All the prospective candidates in Florida handled questions about running differently. Pence said he was humbled even to be mentioned and was focused on his business at home. Christie was forthright in saying he’s looking hard. But he was also evasive, saying he would answer a question about whether he favors legal status for undocumented immigrants only if and when he became a candidate.
Perry stressed that, in contrast to 2012, he will be ready to run this time. “I was a bit arrogant in thinking that, just because I had been elected governor of Texas three times and in that role 12 years, that I could step into that role of candidate and stand up in front of the American people. . . . I spent the last 22 months in preparation.”
Perry will have one advantage over the others who were in Florida. Come January, he will no longer have a state to run, having decided to step down after a Texas record of 14 years in office. For Christie, Pence, Jindal, Kasich and Walker, next year will bring new budgets to write and pass, possible battles with legislators, and demands that will make travel to Iowa, New Hampshire, South Carolina and elsewhere more difficult.
Walker said he will focus on Wisconsin business first and said he plans to move aggressively before making a final decision. Asked whether he will be visiting early states during this period, he said such trips are sometimes overrated as indicators of viability. “Sometimes in politics, I think people confuse motion with progress,” he said in an interview.
Instead, he said, tending to problems in Wisconsin will be key to his hopes. “My biggest strength as a potential candidate is what I’m doing as governor,” he said. “If things are good in Wisconsin, I continue to be a viable prospect. If they aren’t, it pretty much takes your name off the list.”
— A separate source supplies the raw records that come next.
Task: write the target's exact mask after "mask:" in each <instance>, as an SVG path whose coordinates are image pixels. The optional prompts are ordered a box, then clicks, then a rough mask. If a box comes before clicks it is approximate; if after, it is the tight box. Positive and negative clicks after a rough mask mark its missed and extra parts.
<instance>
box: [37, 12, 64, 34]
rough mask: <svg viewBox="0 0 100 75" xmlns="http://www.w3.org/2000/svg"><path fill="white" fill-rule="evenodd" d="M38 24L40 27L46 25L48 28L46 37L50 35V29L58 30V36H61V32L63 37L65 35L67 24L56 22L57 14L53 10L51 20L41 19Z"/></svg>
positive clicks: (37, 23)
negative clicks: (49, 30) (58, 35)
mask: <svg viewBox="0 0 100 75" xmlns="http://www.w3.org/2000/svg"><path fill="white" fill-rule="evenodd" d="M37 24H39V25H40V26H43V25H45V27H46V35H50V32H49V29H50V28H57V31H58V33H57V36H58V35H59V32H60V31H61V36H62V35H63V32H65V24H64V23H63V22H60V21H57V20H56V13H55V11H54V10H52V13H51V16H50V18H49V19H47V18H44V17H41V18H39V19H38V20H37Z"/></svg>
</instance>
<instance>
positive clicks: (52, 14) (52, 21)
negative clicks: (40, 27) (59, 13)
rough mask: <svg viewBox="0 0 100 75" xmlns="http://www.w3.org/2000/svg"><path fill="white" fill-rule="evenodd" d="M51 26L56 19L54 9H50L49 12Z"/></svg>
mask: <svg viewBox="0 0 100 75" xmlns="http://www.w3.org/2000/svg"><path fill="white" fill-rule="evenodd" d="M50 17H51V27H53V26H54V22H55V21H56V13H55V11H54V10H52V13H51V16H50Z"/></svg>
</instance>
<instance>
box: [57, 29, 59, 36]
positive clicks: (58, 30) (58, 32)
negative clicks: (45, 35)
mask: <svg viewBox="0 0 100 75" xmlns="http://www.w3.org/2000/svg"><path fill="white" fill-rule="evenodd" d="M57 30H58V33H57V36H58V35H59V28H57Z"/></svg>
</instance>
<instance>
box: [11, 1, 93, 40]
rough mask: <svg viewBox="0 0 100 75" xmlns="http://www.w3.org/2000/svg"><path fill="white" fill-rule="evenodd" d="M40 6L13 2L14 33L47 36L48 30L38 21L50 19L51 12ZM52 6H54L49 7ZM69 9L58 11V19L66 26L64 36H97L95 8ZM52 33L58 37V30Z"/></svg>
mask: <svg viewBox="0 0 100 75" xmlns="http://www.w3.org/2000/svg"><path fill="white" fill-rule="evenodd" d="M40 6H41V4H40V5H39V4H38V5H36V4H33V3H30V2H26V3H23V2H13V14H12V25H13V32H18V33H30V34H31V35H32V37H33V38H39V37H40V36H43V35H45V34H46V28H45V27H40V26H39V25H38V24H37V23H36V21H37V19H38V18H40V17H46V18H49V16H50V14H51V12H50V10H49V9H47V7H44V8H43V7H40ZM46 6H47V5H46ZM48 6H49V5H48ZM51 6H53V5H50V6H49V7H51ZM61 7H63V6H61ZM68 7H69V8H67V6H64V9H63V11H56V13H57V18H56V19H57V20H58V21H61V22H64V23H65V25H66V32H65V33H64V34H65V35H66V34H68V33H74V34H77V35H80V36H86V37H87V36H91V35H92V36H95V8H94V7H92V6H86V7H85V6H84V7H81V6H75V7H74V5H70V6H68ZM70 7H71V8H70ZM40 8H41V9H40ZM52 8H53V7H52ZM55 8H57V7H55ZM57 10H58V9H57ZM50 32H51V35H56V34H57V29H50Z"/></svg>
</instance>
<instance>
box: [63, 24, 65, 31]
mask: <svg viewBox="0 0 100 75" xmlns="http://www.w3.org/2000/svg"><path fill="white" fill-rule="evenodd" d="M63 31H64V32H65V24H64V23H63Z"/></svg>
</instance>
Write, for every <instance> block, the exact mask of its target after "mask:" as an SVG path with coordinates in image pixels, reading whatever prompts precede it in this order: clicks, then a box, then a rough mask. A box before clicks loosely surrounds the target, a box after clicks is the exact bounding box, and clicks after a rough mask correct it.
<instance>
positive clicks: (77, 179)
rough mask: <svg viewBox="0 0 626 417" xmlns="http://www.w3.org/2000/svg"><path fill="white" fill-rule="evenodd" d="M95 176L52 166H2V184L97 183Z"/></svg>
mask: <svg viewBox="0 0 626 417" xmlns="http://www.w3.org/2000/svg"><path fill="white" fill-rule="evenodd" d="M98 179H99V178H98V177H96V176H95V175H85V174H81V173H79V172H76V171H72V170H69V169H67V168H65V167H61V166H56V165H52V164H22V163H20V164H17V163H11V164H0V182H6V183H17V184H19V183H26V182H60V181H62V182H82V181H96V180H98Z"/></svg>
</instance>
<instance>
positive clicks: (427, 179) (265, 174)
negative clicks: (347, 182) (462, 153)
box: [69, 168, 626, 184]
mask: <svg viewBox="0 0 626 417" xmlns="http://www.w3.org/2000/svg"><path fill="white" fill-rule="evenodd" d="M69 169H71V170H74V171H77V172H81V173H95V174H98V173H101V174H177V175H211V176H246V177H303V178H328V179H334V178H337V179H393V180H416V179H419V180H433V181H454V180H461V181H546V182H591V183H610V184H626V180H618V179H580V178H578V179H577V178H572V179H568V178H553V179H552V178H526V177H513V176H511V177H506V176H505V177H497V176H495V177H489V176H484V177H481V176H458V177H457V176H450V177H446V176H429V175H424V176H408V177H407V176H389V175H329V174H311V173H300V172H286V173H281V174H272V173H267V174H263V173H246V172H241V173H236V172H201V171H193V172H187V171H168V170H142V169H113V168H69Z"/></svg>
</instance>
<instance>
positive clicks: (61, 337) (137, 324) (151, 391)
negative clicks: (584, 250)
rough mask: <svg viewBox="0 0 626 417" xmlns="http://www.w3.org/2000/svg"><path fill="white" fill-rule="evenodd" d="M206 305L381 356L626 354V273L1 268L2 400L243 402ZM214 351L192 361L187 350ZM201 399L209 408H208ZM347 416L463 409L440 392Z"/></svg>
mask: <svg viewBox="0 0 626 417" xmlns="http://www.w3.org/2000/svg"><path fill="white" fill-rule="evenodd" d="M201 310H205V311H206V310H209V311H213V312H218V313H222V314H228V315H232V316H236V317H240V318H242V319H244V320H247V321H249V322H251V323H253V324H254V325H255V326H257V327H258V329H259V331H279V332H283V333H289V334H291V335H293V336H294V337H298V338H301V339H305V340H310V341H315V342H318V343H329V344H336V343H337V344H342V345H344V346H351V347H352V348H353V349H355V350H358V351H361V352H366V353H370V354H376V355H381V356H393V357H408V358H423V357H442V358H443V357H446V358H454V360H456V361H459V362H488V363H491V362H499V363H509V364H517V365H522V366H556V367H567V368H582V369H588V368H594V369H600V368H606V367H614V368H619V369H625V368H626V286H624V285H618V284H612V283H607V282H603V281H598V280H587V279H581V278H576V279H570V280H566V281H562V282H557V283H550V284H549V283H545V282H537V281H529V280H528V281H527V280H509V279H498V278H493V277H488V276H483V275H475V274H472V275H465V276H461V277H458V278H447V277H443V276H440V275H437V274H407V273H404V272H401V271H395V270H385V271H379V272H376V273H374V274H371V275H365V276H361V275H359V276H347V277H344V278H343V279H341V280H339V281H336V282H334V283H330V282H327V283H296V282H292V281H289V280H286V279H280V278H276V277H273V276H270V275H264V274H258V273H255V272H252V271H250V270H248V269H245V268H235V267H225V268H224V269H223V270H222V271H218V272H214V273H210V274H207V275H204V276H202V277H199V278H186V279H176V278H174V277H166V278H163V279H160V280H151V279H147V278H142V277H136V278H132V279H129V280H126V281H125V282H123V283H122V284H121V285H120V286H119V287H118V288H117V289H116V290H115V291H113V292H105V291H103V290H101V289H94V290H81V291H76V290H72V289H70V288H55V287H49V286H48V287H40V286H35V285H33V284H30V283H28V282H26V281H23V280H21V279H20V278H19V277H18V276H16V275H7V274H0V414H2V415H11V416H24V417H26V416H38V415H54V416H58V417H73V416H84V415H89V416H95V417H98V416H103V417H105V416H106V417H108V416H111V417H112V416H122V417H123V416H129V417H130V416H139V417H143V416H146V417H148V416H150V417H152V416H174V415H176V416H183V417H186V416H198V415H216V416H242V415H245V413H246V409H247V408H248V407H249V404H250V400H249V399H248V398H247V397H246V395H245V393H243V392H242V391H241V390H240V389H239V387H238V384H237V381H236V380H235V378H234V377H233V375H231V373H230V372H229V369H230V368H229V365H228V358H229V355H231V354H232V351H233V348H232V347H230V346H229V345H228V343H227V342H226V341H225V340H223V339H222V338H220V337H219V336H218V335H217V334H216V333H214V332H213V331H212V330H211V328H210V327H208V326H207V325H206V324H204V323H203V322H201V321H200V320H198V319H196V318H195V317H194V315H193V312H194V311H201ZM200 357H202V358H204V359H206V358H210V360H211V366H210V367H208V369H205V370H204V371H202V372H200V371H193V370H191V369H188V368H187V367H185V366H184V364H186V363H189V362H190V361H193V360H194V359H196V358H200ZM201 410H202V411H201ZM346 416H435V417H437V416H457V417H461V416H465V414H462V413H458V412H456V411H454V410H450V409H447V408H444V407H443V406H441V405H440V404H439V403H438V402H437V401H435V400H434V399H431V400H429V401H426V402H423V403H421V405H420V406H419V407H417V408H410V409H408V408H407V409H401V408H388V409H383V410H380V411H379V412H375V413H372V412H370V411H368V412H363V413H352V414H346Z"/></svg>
Walker also said that he begins with ample fundraising potential, thanks to having been forced to run a recall election in 2012 in addition to campaigns this year and in 2010. He said those who forced the recall might someday regret the unintended consequences of their actions.
“Not only do we have a significant network of large-dollar donors, like many of the folks here this week, we have probably one of the biggest donor lists in the country,” he said. “I’ve got donors in all 50 states.”
Whether those donors want Walker as their presidential nominee is another question, just one of many for him and the others who edged out into the limelight in Florida this week.